Up, black, striped and demasked like the chasuble
At a funeral mass, the skunk’s tail
Paraded the skunk. Night after night
I expected her like a visitor.

The refrigerator whinnied into silence.
My desk light softened beyond the verandah.
Small oranges loomed in the orange tree.
I began to be tense as a voyeur.

These, the first two stanzas of Heaney’s “The Skunk,” were the first stanzas of poetry I read as an adolescent. A copy of his Selected Poems sat atop a waist-high bookcase in my sister’s dormitory, and I opened to this poem—its strange rumblings, its erotic associations. Sensual longings notwithstanding, “The Skunk” made me think in ways I hadn’t up to that point.

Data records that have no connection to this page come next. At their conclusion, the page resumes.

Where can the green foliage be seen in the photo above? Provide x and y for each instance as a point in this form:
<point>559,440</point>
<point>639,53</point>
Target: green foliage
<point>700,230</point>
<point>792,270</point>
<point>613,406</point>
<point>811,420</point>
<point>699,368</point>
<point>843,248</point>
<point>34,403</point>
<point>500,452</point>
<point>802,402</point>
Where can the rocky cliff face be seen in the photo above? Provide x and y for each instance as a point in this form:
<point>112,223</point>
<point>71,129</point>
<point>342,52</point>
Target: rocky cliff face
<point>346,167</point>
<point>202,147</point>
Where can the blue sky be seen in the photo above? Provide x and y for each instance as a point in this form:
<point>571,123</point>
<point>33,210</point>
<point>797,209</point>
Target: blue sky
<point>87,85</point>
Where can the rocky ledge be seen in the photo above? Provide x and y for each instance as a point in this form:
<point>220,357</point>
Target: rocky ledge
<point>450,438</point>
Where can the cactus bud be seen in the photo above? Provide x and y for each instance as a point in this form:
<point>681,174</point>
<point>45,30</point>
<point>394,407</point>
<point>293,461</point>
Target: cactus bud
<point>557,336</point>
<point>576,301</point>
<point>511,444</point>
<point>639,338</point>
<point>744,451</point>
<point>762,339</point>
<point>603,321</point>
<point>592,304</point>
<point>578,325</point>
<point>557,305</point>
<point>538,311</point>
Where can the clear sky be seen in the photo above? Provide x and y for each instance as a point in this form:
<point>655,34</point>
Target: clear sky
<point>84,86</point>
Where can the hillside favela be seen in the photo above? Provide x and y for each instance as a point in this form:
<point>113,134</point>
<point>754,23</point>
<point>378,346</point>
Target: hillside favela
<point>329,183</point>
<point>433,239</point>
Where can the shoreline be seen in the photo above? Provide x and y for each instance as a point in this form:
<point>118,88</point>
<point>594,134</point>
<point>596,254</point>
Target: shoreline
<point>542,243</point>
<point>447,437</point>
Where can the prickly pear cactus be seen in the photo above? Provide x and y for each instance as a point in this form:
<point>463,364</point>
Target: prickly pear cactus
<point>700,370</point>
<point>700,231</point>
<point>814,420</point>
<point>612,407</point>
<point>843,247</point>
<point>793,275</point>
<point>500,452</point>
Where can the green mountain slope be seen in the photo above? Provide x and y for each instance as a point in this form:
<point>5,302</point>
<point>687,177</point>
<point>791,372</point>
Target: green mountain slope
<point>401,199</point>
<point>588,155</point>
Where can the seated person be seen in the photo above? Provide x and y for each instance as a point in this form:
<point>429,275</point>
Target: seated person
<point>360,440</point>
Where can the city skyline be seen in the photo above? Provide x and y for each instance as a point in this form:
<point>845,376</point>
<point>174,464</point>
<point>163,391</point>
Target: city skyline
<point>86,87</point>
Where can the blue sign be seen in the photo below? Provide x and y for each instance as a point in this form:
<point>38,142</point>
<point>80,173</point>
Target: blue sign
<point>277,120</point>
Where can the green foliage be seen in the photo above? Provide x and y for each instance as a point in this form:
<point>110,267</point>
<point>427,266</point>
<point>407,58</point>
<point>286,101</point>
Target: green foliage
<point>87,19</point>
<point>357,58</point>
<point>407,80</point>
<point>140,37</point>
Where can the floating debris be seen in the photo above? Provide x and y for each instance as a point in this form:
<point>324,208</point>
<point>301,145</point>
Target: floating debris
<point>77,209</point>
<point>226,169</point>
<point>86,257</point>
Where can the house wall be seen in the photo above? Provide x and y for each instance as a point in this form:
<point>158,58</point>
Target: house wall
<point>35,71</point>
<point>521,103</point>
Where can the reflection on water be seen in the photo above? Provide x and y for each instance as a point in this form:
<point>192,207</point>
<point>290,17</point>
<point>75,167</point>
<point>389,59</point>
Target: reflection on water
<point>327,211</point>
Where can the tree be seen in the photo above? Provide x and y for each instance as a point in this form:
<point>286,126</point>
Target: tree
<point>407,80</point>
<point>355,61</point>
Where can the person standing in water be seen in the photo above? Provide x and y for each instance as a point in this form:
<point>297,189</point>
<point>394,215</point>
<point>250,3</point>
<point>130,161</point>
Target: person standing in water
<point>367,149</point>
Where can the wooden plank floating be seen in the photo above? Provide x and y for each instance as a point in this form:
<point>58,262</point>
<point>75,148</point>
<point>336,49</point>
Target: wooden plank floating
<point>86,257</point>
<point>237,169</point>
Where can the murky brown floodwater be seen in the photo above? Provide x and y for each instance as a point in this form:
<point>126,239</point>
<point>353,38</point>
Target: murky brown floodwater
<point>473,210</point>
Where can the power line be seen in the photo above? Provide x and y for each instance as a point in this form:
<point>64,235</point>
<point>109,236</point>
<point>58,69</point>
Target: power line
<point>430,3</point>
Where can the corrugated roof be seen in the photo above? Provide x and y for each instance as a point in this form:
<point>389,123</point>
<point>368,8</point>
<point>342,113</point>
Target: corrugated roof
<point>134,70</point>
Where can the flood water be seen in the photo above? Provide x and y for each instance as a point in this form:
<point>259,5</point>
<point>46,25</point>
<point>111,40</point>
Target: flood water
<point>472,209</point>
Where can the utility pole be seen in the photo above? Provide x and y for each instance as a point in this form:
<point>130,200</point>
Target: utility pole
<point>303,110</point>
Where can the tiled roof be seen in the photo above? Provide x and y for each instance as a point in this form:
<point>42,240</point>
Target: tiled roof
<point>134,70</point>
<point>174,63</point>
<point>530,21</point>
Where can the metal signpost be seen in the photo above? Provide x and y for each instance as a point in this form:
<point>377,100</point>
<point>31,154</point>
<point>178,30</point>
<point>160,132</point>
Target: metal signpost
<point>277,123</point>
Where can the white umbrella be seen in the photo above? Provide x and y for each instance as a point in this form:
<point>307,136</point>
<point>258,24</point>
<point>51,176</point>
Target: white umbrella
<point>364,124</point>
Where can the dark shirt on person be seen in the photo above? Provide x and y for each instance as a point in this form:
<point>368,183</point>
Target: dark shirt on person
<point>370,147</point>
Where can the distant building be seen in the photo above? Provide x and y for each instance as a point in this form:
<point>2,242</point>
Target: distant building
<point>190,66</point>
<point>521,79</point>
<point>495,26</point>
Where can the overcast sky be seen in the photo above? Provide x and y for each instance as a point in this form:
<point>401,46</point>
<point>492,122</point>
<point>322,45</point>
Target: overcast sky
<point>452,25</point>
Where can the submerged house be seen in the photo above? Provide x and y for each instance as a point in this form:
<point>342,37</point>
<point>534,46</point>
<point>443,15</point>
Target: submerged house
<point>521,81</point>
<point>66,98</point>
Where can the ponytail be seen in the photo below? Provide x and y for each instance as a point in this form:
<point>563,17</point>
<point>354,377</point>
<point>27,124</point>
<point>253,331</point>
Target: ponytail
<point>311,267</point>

I didn’t know what a chasuble or verandah was, but I imagined what they could be. I thought what a refrigerator would sound like if it ‘whinnied into silence.’ And while the rest of that day is lost, I do, however, know that this poem stayed. I know that it led me into the library where I borrowed The Haw Lantern and read more poems concerning things I knew little about. But I loved Heaney’s diction—I could feel its palpable presence in my mouth as I read—and I loved the lofty allusions to myth, history, and literature, all things ‘beyond’ me that were enticing to an adolescent for that very reason.

Although I haven’t read Heaney’s work in years, I have him to thank for all the joy poetry has brought me since then. Perhaps it was bound to happen—that I read something to make me feel so strange, so open—but I like to think I was lucky that it was Heaney, as I am lucky today to go back to his work, to “Oysters” and “Alphabets” and “A Dog Was Crying Tonight in Wicklow Also.” I’m going to miss him.